Grand canonical ensemble Monte Carlo simulations of confined `nematic' Gay–Berne films

Abstract

In grand canonical ensemble Monte Carlo (GCEMC) simulations, we investigated the microscopic structure of liquid-crystalline films confined between two plane parallel solid surfaces (i.e. walls) consisting of N s discrete, rigidly fixed atoms distributed across the plane of a wall according to the (100) structure of the face-centered cubic lattice. Parameters of the film–wall interaction potential are chosen such that a homeotropic alignment of film molecules is favored. In the simulations the thermodynamic state of the film is determined by the temperature T, the chemical potential μ, the distance between the walls s z , and the film–wall interfacial area A. Thermodynamic states of the film are chosen such that a corresponding bulk liquid crystal is nematic.

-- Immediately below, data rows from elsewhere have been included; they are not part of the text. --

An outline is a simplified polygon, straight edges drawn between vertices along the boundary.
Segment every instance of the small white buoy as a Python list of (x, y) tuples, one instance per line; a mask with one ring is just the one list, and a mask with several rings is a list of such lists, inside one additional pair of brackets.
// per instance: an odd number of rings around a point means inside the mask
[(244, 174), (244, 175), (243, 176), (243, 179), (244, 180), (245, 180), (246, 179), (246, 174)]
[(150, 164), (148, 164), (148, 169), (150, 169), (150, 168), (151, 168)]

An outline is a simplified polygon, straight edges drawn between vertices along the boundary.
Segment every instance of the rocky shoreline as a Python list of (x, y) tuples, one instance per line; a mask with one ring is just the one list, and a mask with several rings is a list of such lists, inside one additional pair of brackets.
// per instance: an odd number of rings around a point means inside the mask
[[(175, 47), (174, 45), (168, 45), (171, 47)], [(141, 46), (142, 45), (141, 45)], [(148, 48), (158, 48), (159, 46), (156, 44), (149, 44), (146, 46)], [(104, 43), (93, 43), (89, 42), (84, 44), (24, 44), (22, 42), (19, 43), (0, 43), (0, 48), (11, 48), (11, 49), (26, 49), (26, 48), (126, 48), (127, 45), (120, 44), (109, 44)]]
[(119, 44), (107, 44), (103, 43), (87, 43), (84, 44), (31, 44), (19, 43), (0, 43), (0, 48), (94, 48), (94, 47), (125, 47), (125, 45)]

These films are referred to as `nematic' to emphasize the physical nature of the bulk phase in thermodynamic equilibrium with the film. To simulate nematic phases in GCEMC we modified the classic Gay–Berne potential for the interaction between a pair of film molecules, so that the isotropic–nematic phase transition in the bulk occurs at sufficiently low densities. Variations of the microscopic structure with increasing s z are correlated with the normal component of the stress tensor T zz ( s z ). Our results show that molecules in inner portions of the film undergo a reorganization from an originally planar orientation of their symmetry axes to a perpendicular one with respect to the plane of a wall. This orientational change is manifested as a periodic sequence of shoulders in T zz ( s z ) where the periodicity length Δ s z is close to the larger diameter of the ellipsoidal film molecules.